Thursday, March 06, 2014

Exxon-Valdez Almost 25 Years Ago - Plus Some South African Courage

In anticipation of the 25th anniversary (March 24) of the Exxon-Valdez oil spill, retired UAF professor Richard Steiner has a Huffington Post reflection piece Exxon Valdez 25th Anniversary: Lessons Learned, Lessons Lost.

Here are the titles and you can go to the piece to get the details.
1. Oil spill "cleanup" is a myth:
2. Oil spills can cause long-term environmental damage:
3. Oil spill restoration is impossible:
4. Officials habitually understate spill risk, size, and impact:
5. Prevention is key:
6. Citizens' oversight is critical:
7. Liability motivates safety:
8. Oil money corrupts democracy:
9. It's time to end our oil addiction:
10. Need for a sustainable society:
Steiner essentially lost his job for standing up against the oil companies.



Another man who stood up at great personal risk is Horst Gerhard Hermann Kleinschmidt.  From South African History Online, here are some excerpts of a life of a man who stood up to unjust power.
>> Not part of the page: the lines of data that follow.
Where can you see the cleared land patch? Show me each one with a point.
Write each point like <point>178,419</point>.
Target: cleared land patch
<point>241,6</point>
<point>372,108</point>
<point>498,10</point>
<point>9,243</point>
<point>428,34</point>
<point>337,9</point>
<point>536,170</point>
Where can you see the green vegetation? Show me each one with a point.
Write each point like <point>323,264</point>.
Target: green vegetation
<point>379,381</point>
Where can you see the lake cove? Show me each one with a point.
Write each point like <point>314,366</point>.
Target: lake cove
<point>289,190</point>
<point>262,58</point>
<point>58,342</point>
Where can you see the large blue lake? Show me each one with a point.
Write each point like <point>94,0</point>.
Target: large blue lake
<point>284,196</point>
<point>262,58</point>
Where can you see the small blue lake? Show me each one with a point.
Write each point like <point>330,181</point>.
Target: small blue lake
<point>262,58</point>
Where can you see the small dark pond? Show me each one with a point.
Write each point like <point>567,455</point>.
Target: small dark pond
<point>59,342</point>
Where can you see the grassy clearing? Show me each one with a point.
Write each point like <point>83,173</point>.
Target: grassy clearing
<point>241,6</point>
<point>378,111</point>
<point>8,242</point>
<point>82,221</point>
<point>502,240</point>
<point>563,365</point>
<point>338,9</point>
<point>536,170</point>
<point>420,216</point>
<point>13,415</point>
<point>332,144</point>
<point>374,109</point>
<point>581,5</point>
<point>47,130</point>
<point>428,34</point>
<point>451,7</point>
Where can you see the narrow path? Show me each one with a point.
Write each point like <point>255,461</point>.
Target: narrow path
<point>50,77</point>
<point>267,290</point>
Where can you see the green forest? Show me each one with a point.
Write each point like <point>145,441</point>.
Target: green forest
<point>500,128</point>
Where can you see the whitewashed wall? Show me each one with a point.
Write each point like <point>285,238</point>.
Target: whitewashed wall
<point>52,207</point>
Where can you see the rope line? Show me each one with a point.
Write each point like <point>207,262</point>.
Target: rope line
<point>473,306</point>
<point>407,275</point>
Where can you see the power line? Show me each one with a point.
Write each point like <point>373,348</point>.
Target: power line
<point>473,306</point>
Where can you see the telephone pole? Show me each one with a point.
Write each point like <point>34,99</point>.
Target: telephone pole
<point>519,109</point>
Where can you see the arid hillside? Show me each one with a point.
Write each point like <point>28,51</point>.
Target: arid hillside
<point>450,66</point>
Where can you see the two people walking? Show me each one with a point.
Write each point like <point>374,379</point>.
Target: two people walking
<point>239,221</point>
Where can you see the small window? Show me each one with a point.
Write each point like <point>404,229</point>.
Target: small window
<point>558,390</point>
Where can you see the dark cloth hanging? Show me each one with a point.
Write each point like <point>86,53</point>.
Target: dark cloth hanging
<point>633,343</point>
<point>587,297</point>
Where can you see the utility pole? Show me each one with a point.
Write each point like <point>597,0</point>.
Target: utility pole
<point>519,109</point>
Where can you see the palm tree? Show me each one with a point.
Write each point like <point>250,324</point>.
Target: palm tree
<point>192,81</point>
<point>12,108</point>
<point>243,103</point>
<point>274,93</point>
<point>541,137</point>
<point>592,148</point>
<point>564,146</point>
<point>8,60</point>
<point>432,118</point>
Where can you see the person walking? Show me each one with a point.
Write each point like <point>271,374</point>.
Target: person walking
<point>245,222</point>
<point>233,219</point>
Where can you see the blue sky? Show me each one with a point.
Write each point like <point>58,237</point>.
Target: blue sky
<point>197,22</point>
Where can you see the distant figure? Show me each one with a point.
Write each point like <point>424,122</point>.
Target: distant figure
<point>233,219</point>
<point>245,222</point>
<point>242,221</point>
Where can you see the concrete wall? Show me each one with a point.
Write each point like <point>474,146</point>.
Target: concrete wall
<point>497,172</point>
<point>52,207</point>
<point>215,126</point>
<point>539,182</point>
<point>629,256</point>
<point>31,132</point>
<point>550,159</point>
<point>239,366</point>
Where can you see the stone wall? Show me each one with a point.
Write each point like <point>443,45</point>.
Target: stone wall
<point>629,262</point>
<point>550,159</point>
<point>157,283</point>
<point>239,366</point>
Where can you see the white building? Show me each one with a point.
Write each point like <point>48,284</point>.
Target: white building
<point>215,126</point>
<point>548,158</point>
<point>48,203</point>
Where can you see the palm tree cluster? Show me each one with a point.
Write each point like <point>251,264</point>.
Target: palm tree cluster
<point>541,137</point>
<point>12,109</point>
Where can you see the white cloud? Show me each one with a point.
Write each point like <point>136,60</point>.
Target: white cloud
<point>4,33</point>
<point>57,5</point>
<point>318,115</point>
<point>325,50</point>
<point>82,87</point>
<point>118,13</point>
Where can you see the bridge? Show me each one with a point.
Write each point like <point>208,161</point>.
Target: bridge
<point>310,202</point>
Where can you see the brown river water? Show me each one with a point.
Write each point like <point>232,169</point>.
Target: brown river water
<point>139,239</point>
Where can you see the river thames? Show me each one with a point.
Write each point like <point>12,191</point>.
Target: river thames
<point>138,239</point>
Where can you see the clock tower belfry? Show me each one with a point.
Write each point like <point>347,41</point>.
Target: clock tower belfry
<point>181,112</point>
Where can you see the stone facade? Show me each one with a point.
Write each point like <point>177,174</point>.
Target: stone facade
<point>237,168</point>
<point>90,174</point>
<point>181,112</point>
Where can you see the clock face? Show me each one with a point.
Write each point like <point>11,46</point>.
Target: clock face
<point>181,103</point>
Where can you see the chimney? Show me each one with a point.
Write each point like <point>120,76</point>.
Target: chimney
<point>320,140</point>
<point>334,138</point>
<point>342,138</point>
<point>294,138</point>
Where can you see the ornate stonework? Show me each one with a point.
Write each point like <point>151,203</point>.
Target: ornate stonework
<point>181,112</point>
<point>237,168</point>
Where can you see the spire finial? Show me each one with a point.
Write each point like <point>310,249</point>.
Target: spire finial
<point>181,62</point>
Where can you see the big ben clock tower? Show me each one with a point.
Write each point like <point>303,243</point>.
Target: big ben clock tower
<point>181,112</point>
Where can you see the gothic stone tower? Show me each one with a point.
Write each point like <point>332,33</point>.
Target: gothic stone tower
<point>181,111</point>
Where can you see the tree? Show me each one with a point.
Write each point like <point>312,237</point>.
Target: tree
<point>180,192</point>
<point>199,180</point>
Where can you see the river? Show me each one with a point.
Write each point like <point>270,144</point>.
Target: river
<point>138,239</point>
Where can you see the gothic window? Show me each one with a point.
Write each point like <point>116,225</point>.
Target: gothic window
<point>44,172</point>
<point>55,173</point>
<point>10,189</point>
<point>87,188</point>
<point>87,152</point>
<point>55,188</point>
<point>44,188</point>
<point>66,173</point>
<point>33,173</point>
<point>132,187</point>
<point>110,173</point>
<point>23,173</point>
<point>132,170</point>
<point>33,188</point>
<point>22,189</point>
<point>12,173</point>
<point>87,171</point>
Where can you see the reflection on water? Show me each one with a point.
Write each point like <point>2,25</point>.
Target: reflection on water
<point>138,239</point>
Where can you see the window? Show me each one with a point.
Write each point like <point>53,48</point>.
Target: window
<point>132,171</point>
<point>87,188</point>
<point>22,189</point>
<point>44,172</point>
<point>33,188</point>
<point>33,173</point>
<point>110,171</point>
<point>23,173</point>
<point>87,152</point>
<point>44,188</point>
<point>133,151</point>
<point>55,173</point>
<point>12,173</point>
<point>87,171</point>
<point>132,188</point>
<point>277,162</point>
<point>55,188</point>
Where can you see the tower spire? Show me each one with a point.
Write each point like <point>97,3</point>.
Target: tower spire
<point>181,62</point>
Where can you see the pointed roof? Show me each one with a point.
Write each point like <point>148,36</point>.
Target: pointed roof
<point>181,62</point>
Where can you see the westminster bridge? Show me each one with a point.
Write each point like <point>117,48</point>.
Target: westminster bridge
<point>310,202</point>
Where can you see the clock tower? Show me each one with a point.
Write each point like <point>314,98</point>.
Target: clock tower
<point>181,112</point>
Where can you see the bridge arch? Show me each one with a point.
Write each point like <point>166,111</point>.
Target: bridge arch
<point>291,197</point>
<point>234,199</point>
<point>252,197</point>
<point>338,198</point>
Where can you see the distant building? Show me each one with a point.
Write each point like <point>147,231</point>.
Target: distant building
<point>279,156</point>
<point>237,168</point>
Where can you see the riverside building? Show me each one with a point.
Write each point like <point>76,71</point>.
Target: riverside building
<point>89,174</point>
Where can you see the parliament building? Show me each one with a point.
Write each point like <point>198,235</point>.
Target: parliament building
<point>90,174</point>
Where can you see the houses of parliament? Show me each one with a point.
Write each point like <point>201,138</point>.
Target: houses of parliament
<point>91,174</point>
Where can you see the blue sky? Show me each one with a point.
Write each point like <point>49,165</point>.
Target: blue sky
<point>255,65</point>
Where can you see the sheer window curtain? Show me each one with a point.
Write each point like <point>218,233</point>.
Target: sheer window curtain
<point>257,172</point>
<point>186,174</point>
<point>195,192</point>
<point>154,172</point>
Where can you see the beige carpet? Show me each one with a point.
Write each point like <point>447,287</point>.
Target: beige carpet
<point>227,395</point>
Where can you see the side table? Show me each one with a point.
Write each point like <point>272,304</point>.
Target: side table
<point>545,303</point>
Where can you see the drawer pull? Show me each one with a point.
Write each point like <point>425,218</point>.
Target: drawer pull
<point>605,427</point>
Kleinschmidt comes from a family of missionaries, the earliest of whom arrived at the Cape in 1811. In 1814, Missionary Hinrich Schmelen married one of his catechists, a woman of Khoi-khoi origin he met in Pella on the Gariep, later the Orange River. They lived in Komaggas, Northern Cape where one of their three daughters married Missionary Heinrich Kleinschmidt in 1842.

n particular, three events clouded his career prospects: he had organised for a black speaker to address the students on campus – something the authorities disallowed; he wrote articles about black education, had these published in the local student magazine and provided hundreds of extra copies for students at black campuses where publications containing dissent were not allowed. In 1969 he and other leaders led a student march to the infamous John Vorster Square police station where Winnie Mandela and 20 other people were being held without charge or trial. The protest was against detention without charge or trial. For leading the march he and others were arrested, charged and found guilty under the Riotous Assemblies Act (General Laws Amendment Act). The Rector of the Education College warned Kleinschmidt that he had placed his education career in jeopardy.

In 1971, Kleinschmidt was charged under the Suppression of Communism Act for possession of banned (forbidden) literature after a raid on his flat in Cape Town. The raid resulted from the arrest and murder by the police of Ahmed Timol. Timol appeared to have an address list on which Kleinschmidt’s name appeared. Kleinschmidt was acquitted in court with a warning. . .
In 1972, he started work for the South African Christian Institute led by Dominee Beyers Naude, the dissident White Afrikaner leader. Appointed at the same time was Steve Biko, founder of the Black Consciousness movement in South Africa. The two had collaborated since student days. In that year, the authorities permanently withdrew Kleinschmidt’s passport, preventing him from traveling abroad. When Winnie Mandela was imprisoned for six months in 1974, for breaking her banning order, Nelson Mandela (from prison on Robben Island and through his attorney) and Winnie Mandela, appointed Kleinschmidt as the legal guardian of the two Mandela daughters, Zindzi and Zenani. 1974, the all-white Parliament of South Africa appointed a Commission to secretly probe the activities of the Christian Institute and other organisations. Together with the other leadership of the Christian Institute, Kleinschmidt refused to testify unless the proceedings were held in the open. For this they were charged under the Commissions Act. In Kleinschmidt’s case a ‘mistrial’ was recorded due to technical errors committed by the prosecution. His wife at the time, Ilona Aronson was sentenced to six months imprisonment. But when she presented herself at the prison, she found that an anonymous person had paid her fine. It later transpired that a white politician had arranged payment to prevent her from becoming a martyr to the anti-apartheid cause. In 1975, Kleinschmidt was detained under Section 6 of the Terrorism Act that gave the police powers to detain and interrogate persons without charge or a court hearing. He spent 73 days in solitary confinement. The police suspected him of having been recruited by an underground organisation led by the Afrikaans poet, Breyten Breytenbach who was arrested on the grounds of forming an illegal organisation. When no links between the two could be established, Kleinschmidt was released.
Read the whole bio here.


Makes me feel like I should get to work.